Mailand - Der Finanzplatz Mailand wird modisch gestylt. Italiens berühmtester Schuhhersteller, Diego Della Valle wird ab 6. November 25 Prozent seines Tod's Schuhimperiums an der Börse notieren. Und nun hat auch Miuccia Prada, die Mailänder Modetrendsetterin, den Börsengang angekündigt. Prada, die bis vor kurzem noch überzeugte Anhänger des Familienkapitalismus in reinster Form waren, haben sich zum Going Public bekehrt.

Mailand will sich auf dem internationalen Börsenparkett als Mode-Finanzplatz profilieren. Dies bestätigte auch der Vorstandschef der Borsa Italia, Massimo Capuano. Um den Börsengang der zahlreichen mittelständischen Modeunternehmen zu erleichtern, wird ab Anfang 2001 ein neues Börsensegment "Star" eingeführt. Wie es heißt, sind unter den insgesamt 756 mittelständischen "börsengeeigneten" Firmen 148 Modefirmen.

Luxusschuster

Den Start macht in der kommende Woche Diego Della Valle. Er bringt ab 6. November ein Viertel des Kapitals an die Börse. Die Preisschere lag zwischen 36 und 46 Euro. Zur Wochenmitte wurde nun der Preis mit 40 Euro festgesetzt.

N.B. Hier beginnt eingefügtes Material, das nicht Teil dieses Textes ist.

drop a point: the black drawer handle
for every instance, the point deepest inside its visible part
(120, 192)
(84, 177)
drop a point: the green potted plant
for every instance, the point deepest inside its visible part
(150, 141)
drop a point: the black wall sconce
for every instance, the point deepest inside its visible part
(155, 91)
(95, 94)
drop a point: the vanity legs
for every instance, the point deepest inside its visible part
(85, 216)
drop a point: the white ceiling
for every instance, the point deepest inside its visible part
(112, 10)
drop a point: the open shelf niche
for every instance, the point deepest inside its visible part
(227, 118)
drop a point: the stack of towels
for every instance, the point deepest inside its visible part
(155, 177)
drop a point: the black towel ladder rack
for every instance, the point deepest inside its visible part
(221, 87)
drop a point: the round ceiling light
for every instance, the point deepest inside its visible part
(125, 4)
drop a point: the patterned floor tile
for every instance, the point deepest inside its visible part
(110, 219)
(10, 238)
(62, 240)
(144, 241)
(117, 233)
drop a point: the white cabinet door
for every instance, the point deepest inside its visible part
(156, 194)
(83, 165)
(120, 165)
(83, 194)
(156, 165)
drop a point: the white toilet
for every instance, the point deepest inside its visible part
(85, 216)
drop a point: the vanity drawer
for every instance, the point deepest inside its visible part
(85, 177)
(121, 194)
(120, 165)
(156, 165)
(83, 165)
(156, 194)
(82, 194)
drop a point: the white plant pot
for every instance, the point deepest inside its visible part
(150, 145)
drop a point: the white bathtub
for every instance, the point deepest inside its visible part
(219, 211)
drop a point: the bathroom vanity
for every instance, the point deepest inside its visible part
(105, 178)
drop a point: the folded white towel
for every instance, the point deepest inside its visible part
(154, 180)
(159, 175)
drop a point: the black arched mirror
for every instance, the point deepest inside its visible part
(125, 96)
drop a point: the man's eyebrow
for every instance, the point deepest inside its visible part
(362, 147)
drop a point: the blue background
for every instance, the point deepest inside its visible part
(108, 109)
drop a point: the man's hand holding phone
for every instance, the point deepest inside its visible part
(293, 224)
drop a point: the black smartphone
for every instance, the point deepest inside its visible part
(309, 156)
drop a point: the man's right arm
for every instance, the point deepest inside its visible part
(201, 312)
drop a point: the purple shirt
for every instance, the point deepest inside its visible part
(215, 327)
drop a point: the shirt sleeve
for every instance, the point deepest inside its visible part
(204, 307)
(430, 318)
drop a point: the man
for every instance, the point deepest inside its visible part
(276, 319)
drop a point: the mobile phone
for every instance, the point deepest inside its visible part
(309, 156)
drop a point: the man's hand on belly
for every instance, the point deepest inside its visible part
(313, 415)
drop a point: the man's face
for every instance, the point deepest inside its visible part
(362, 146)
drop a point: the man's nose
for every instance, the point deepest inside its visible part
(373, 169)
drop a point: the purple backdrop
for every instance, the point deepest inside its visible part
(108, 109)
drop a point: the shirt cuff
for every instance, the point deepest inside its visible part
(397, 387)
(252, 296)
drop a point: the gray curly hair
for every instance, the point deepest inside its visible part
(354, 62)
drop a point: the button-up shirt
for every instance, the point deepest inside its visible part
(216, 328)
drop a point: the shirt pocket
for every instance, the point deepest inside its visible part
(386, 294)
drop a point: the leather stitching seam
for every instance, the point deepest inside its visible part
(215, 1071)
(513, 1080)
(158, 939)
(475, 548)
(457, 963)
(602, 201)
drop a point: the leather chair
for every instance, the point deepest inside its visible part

Das IPO war nach Unternehmensangaben sechsmal überzeichnet. Wie in Mailänder Finanzkreisen bestätigt wurde, hat der französische Luxusgigant LVMH bereits ein Prozent des Diego-Della-Valle-Schuhimperiums erworben. Das Della-Valle-Luxusschuhimperium umfasst auch die Labels Hogan und Fay. Der dynamische Unternehmer aus der Region Marche denkt nicht im Mindesten daran, im Prê-à-Porter-Bereich zu diversifizieren. Nach dem Motto - "Schuster bleib bei deinem Leisten" - konzentrieren sich noch heute 60 Prozent des Umsatzes von 425 Mrd. Lire, rund drei Mrd. S, auf die Tod's Schuhe und Luxusaccessoires. Die im Ausland weniger renommierten Marken wie Hogan und Fay (vor allem sportliche Unisex-Jacken) bestreiten 25 bzw. 15 Prozent des Umsatzes. Im Jahr 1999 wies Mr. Tod's, wie Diego Della Valle hier benannt wird, einen Nettogewinn von 40 Mrd. Lire, knapp zehn Prozent des Umsatzes aus.

Sinneswandel

Die eigentliche Überraschung bietet aber das Mailänder Modehaus Prada. Nachdem Prada-Ehemann und passionierter Segler (America's Cup), Patrizio Bertelli, bis vor kurzem einen Börsengang kategorisch ausgeschlossen hatte, hat er nun seine Meinung geändert. Dem Vernehmen nach will der Unternehmer bis zum kommenden Frühjahr 30 Prozent des Firmenkapitals an die Börse bringen. Damit sollen die künftigen Akquisitionen finanziert werden.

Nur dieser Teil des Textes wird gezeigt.